JAKARTA, Indonesia – Ratusan warga Pasar Ikan di Penjaringan, Jakarta Utara merayakan Idulfitri di antara reruntuhan rumah mereka yang digusur Pemerintah DKI Jakarta pada pertengahan April lalu.

Setelah melakukan salat Ied, mereka mengadakan acara halalbihalal sederhana, lengkap dengan ketupat. Sejak tiga hari sebelum Idulfitri, warga mulai menyiapkan 200 porsi makanan khas Lebaran.

“Kami tidak ikut mudik. Kalau semua mudik, pemerintah akan ambil kesempatan dan mengosongkan Kampung Akuarium di Pasar Ikan, Penjaringan,” kata seorang warga yang enggan menyebutkan namanya yang ditemui di area Pasar Ikan pada Rabu, 6 Juli. 

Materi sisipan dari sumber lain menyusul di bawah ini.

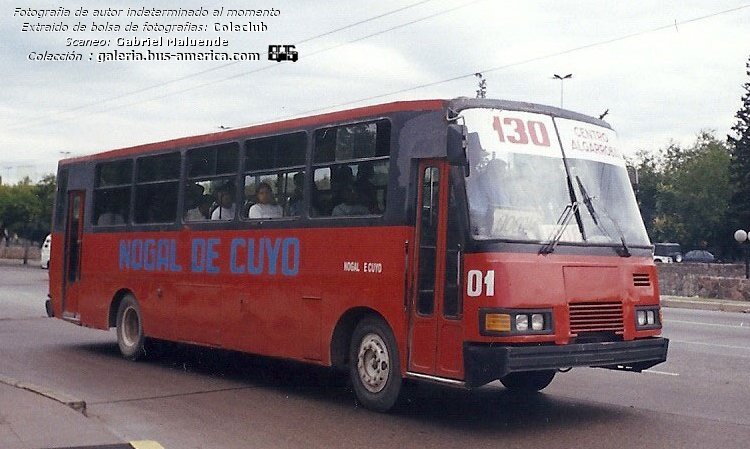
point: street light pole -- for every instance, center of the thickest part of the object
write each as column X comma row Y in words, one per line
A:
column 741, row 236
column 562, row 80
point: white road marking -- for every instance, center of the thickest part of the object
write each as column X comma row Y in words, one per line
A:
column 663, row 373
column 671, row 340
column 735, row 326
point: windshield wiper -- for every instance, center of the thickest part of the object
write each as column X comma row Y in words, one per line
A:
column 624, row 251
column 562, row 223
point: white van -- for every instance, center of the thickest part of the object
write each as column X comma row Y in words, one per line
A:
column 46, row 246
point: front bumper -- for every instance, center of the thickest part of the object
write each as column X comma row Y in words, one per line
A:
column 484, row 363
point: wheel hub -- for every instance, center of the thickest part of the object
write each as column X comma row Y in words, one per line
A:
column 373, row 363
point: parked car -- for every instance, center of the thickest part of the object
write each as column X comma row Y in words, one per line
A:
column 667, row 252
column 699, row 255
column 46, row 246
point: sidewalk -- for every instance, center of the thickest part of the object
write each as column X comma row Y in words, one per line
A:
column 32, row 417
column 724, row 305
column 32, row 421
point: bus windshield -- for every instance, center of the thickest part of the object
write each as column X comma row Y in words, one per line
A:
column 519, row 190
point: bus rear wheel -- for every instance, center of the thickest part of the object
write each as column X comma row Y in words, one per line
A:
column 374, row 366
column 130, row 337
column 528, row 381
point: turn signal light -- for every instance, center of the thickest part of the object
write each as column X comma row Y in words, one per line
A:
column 497, row 322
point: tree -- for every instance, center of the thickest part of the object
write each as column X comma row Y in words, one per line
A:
column 26, row 208
column 684, row 193
column 739, row 209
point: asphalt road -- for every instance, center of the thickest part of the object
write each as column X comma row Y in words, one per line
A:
column 195, row 398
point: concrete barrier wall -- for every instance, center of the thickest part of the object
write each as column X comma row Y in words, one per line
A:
column 720, row 281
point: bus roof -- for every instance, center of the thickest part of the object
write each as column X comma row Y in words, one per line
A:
column 266, row 128
column 456, row 104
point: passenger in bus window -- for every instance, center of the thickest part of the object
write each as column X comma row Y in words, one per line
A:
column 226, row 209
column 265, row 207
column 202, row 209
column 110, row 218
column 350, row 204
column 366, row 190
column 296, row 200
column 111, row 215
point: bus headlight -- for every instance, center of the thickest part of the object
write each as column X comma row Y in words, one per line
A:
column 647, row 317
column 515, row 322
column 522, row 322
column 537, row 321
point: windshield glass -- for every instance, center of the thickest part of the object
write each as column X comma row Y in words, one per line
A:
column 518, row 188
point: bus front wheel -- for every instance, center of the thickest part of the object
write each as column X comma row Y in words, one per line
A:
column 528, row 381
column 374, row 366
column 130, row 336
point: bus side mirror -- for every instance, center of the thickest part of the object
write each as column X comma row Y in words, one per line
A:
column 456, row 150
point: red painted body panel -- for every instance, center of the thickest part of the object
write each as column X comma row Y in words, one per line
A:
column 272, row 314
column 554, row 281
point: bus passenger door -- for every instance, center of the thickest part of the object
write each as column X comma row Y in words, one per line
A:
column 436, row 332
column 72, row 254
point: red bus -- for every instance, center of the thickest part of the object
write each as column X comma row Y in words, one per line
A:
column 455, row 241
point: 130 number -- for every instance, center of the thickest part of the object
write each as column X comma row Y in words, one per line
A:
column 521, row 131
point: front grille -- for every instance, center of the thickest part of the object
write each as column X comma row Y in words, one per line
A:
column 596, row 317
column 641, row 280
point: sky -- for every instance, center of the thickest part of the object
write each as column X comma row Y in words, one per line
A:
column 664, row 70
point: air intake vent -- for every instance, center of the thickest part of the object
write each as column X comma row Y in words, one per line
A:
column 596, row 317
column 641, row 280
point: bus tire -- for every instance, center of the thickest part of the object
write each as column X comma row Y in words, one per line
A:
column 528, row 381
column 374, row 365
column 130, row 337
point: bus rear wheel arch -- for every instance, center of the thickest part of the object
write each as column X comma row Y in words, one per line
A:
column 374, row 365
column 528, row 381
column 130, row 337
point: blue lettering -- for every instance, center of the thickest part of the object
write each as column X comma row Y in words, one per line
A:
column 287, row 268
column 212, row 255
column 173, row 265
column 149, row 254
column 136, row 254
column 236, row 269
column 124, row 254
column 252, row 267
column 273, row 253
column 162, row 255
column 197, row 256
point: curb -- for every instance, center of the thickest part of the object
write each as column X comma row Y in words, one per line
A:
column 76, row 404
column 130, row 445
column 705, row 304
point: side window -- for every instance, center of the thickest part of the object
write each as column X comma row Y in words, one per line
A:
column 62, row 193
column 112, row 183
column 274, row 176
column 210, row 192
column 427, row 240
column 156, row 190
column 351, row 169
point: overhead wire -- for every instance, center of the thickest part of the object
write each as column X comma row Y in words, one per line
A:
column 32, row 122
column 518, row 63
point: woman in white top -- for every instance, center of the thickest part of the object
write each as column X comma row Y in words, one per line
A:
column 225, row 211
column 264, row 208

“Kalau sekarang ini ‘kan kita sudah terpisah ya sama tetangga-tetangga yang lama. Jadi dengan adanya beginian kita bisa kumpul lagi, dari Marunda dan dari Rawa Bebek, kita kan jadi satu,” kata Endang (52 tahun), perempuan yang sehari-hari membuka toko di kawasan itu.

“Dengan adanya beginian (halalbihala) kita bisa ketemu lagi. Maunya sih kumpul lagi seperti dulu,” kata Endang, yang mengaku telah tinggal selama 30 tahun di Pasar Ikan. 

Digusur

Pemerintah DKI Jakarta menggusur Pasar Ikan pada pertengahan bulan April lalu dan memindahkan warga ke berbagai rumah susun di Jakarta. Namun, beberapa di antara mereka kembali ke Pasar Ikan dan mendirikan rumah darurat dan bedeng, berlantai puing yang diselimuti terpal dan dinding dari papan. Bahkan, sebagian warga memilih tinggal di atas perahu setelah rumah mereka dihancurkan. 

“Persoalannya, sebelum digusur pun tidak pernah ada percakapan. Kita juga yang mengejar pemerintah dan sudah masuk suratnya,” kata aktivis Ratna Sarumpaet yang ikut salat Eid bersama warga Pasar Ikan. 

Enggak bisa pemerintah karena sudah diberi kekuasaan oleh rakyat, lalu enak-enak aja gitu. Bahwa ini mau dibikin colonial old style, oke, kita juga setuju. Tapi bagaimana dengan mereka (warga yang digusur)?” 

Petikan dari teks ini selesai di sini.